È una Madonna degli inizi del ‘700, in legno d’ulivo ricoperta di gesso, dai colori vivaci.

La Chiesa dell’Immacolata Concezione di San Bartolomeo in Galdo è meglio conosciuta con l’appellativo ‘Chiesa Nuova’, il rettore è don Clemente Arricale dagli inizi del ’60, quando subentrò a don Angelo Gabriele.
La Chiesa è una costruzione del ‘700, da pochi anni restaurata, all’interno una Madonna anche lei degli inizi del ‘700.
La Madonna l’Immacolata Concezione di manifattura napoletana, in un unico pezzo di legno d’ulivo ricoperta di gesso, versava in una situazione fatiscente, poiché l’umidità aveva scrostato il gesso e i colori, i tarli avevano bucherellato il legno. Da qui l’idea di restituire al pietoso relitto l’aspetto dell’antico splendore.
Hanno così effettuato il restauro il presepista Gaetano Basilone e la prof.ssa De Julio Elena, coadiuvati dal prof. Ricciardi Attilio. Gaetano Basilone ‘Zii Caito’ presepista, costruisce presepi in miniatura ed è socio benemerito dell’ AVSI Associazione Volontari per il Servizio Internazionale. Zii Caito è di San Bartolomeo attualmente vive a Brugherio attivamente impegnato con l’AVSI. I presepi in miniatura di Zii Caito sono autentiche opere d’arte che nascono dalla forte passione per la tradizione del presepe, i guadagni delle vendite sono devoluti all’AVSI per finanziare progetti di solidarietà in diverse parti del mondo, nei settori della sanità e dell’igiene, della cura dell’infanzia in condizioni di disagio, dell’educazione e della formazione professionale, del recupero delle aree marginali urbane e dell’ambiente e in interventi di emergenza. La prof.ssa d’ arte De Julio Elena ha curato nei minimi particolari i colori, riprendendoli così come erano in origine, visto che alcune parti erano restate incorrotte dal deterioramento avutosi nel corso dei secoli.
Le peculiarità dei restauratori sono stati la passione per l’arte e l’amore per la Mamma Celeste.
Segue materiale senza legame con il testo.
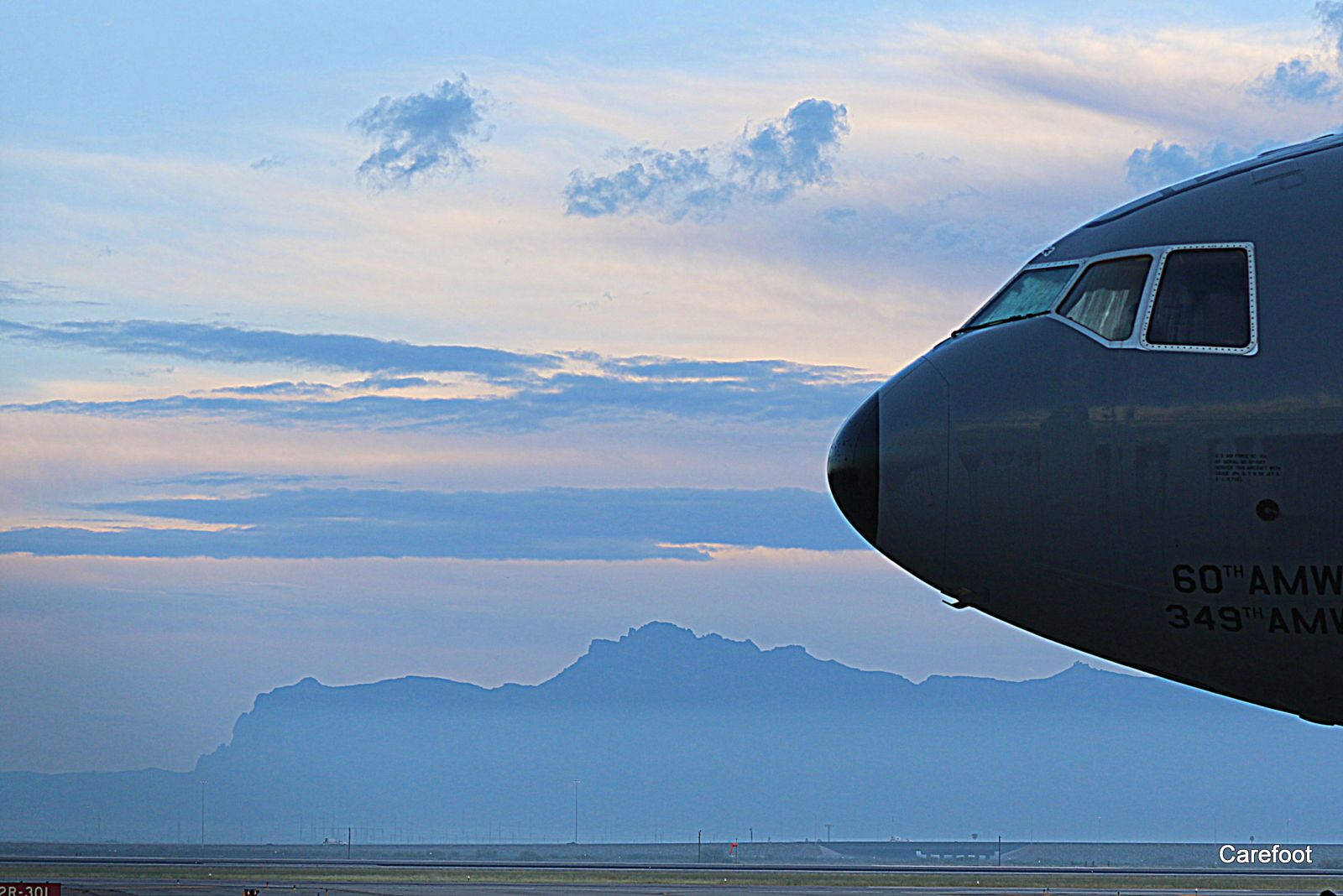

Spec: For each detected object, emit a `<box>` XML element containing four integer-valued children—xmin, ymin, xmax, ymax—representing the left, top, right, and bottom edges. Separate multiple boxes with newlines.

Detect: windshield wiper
<box><xmin>951</xmin><ymin>309</ymin><xmax>1049</xmax><ymax>336</ymax></box>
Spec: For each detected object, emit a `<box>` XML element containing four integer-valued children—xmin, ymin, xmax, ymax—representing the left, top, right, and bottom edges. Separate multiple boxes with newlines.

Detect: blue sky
<box><xmin>0</xmin><ymin>0</ymin><xmax>1343</xmax><ymax>770</ymax></box>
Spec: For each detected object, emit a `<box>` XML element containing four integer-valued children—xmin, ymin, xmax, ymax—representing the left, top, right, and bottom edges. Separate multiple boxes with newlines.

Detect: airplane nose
<box><xmin>830</xmin><ymin>359</ymin><xmax>949</xmax><ymax>587</ymax></box>
<box><xmin>828</xmin><ymin>393</ymin><xmax>881</xmax><ymax>544</ymax></box>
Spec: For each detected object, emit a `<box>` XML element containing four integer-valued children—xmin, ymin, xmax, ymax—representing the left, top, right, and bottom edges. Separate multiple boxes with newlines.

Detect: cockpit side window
<box><xmin>956</xmin><ymin>264</ymin><xmax>1077</xmax><ymax>333</ymax></box>
<box><xmin>1058</xmin><ymin>255</ymin><xmax>1152</xmax><ymax>342</ymax></box>
<box><xmin>1143</xmin><ymin>247</ymin><xmax>1254</xmax><ymax>350</ymax></box>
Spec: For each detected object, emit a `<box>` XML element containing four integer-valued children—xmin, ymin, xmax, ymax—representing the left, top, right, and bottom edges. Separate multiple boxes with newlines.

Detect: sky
<box><xmin>0</xmin><ymin>0</ymin><xmax>1343</xmax><ymax>771</ymax></box>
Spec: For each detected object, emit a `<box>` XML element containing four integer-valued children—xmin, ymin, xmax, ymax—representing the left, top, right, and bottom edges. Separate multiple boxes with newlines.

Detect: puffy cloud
<box><xmin>1124</xmin><ymin>139</ymin><xmax>1272</xmax><ymax>190</ymax></box>
<box><xmin>1251</xmin><ymin>56</ymin><xmax>1340</xmax><ymax>103</ymax></box>
<box><xmin>351</xmin><ymin>76</ymin><xmax>490</xmax><ymax>189</ymax></box>
<box><xmin>1251</xmin><ymin>0</ymin><xmax>1343</xmax><ymax>103</ymax></box>
<box><xmin>1314</xmin><ymin>0</ymin><xmax>1343</xmax><ymax>60</ymax></box>
<box><xmin>0</xmin><ymin>477</ymin><xmax>861</xmax><ymax>560</ymax></box>
<box><xmin>564</xmin><ymin>99</ymin><xmax>849</xmax><ymax>224</ymax></box>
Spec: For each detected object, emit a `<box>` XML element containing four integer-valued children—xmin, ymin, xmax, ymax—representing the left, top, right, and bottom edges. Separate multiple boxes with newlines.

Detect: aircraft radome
<box><xmin>828</xmin><ymin>135</ymin><xmax>1343</xmax><ymax>724</ymax></box>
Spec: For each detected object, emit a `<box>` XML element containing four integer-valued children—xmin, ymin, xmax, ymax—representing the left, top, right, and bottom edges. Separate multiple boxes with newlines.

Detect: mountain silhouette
<box><xmin>0</xmin><ymin>623</ymin><xmax>1343</xmax><ymax>842</ymax></box>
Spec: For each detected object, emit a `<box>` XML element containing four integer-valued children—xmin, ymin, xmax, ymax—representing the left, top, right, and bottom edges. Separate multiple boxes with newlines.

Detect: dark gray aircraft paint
<box><xmin>830</xmin><ymin>135</ymin><xmax>1343</xmax><ymax>724</ymax></box>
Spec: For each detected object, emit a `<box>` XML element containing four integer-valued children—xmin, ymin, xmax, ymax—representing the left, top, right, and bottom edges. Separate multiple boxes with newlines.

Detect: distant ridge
<box><xmin>0</xmin><ymin>623</ymin><xmax>1343</xmax><ymax>842</ymax></box>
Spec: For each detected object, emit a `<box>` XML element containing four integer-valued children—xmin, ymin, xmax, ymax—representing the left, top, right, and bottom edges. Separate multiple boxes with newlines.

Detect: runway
<box><xmin>0</xmin><ymin>856</ymin><xmax>1343</xmax><ymax>879</ymax></box>
<box><xmin>44</xmin><ymin>878</ymin><xmax>1343</xmax><ymax>896</ymax></box>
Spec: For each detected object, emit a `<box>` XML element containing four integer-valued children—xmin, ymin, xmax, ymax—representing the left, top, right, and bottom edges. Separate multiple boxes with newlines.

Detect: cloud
<box><xmin>564</xmin><ymin>99</ymin><xmax>849</xmax><ymax>224</ymax></box>
<box><xmin>1249</xmin><ymin>0</ymin><xmax>1343</xmax><ymax>103</ymax></box>
<box><xmin>1124</xmin><ymin>139</ymin><xmax>1257</xmax><ymax>190</ymax></box>
<box><xmin>351</xmin><ymin>76</ymin><xmax>490</xmax><ymax>189</ymax></box>
<box><xmin>0</xmin><ymin>320</ymin><xmax>884</xmax><ymax>432</ymax></box>
<box><xmin>1314</xmin><ymin>0</ymin><xmax>1343</xmax><ymax>60</ymax></box>
<box><xmin>0</xmin><ymin>320</ymin><xmax>560</xmax><ymax>378</ymax></box>
<box><xmin>0</xmin><ymin>475</ymin><xmax>862</xmax><ymax>560</ymax></box>
<box><xmin>8</xmin><ymin>361</ymin><xmax>882</xmax><ymax>432</ymax></box>
<box><xmin>1251</xmin><ymin>56</ymin><xmax>1340</xmax><ymax>103</ymax></box>
<box><xmin>0</xmin><ymin>280</ymin><xmax>107</xmax><ymax>307</ymax></box>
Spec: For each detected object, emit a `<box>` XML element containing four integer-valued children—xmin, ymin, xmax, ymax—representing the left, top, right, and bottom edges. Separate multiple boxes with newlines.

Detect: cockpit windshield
<box><xmin>956</xmin><ymin>264</ymin><xmax>1077</xmax><ymax>333</ymax></box>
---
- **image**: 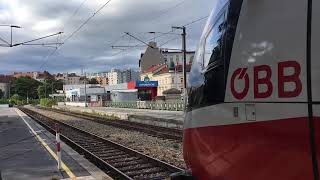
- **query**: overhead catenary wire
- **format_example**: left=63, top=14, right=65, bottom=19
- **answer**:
left=40, top=0, right=111, bottom=69
left=61, top=0, right=88, bottom=31
left=183, top=16, right=209, bottom=26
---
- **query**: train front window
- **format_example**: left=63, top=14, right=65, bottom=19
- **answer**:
left=203, top=12, right=225, bottom=71
left=188, top=0, right=242, bottom=110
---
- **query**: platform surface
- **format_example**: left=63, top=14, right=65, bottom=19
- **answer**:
left=0, top=108, right=109, bottom=180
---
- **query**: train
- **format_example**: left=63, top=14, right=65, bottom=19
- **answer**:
left=183, top=0, right=320, bottom=180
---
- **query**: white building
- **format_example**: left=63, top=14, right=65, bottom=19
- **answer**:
left=140, top=64, right=191, bottom=96
left=55, top=73, right=87, bottom=84
left=161, top=50, right=195, bottom=65
left=0, top=83, right=10, bottom=98
left=106, top=69, right=139, bottom=86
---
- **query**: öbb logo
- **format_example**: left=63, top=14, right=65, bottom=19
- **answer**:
left=230, top=61, right=302, bottom=100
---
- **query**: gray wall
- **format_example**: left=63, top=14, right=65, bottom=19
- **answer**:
left=0, top=83, right=9, bottom=98
left=111, top=91, right=138, bottom=102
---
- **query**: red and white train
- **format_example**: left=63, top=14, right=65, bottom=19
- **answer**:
left=184, top=0, right=320, bottom=180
Alla fine di un minuzioso impegno l’Immacolata Concezione si presenta oggi bella più che mai, i suoi occhi si sono rivestiti di una luminosità unica che tocca il cuore di chi si rivolge a lei. Questa Madonna si presenta con un viso delicatissimo e roseo, degli occhi che appaiono come due perle preziose, i capelli ondulati, castani e con riflessi dorati, una veste di un tenue verdino ricoperta di fiorellini, uno scialle giallo e un mantello blue rivestito di stelle, i piedi poggianti su tre elementi: un globo coi segni zodiacali, una luna in metallo e un dragone.
Un grande artista colui che l’ha plasmata e un grazie di cuore ai restauratori che gli hanno ridato la luminosità. E nell’ammirarla non si può fare a meno di recitare i versi pieni di meraviglia e di amore di Dante Alighieri:

“Vergine Madre, figlia del tuo figlio,
umile e alta più che creatura,
termine fisso d’etterno consiglio,

tu se’ colei che l’umana natura
nobilitasti sì, che ’l suo fattore
non disdegnò di farsi sua fattura.

Nel ventre tuo si raccese l’amore,
per lo cui caldo ne l’etterna pace
così è germinato questo fiore.

Qui se’ a noi meridïana face
di caritate, e giuso, intra ’ mortali,
se’ di speranza fontana vivace.

Donna, se’ tanto grande e tanto vali,

che qual vuol grazia e a te non ricorre,
sua disïanza vuol volar sanz’ ali.

La tua benignità non pur soccorre
a chi domanda, ma molte fïate
liberamente al dimandar precorre.

In te misericordia, in te pietate,
in te magnificenza, in te s’aduna
quantunque in creatura è di bontate.”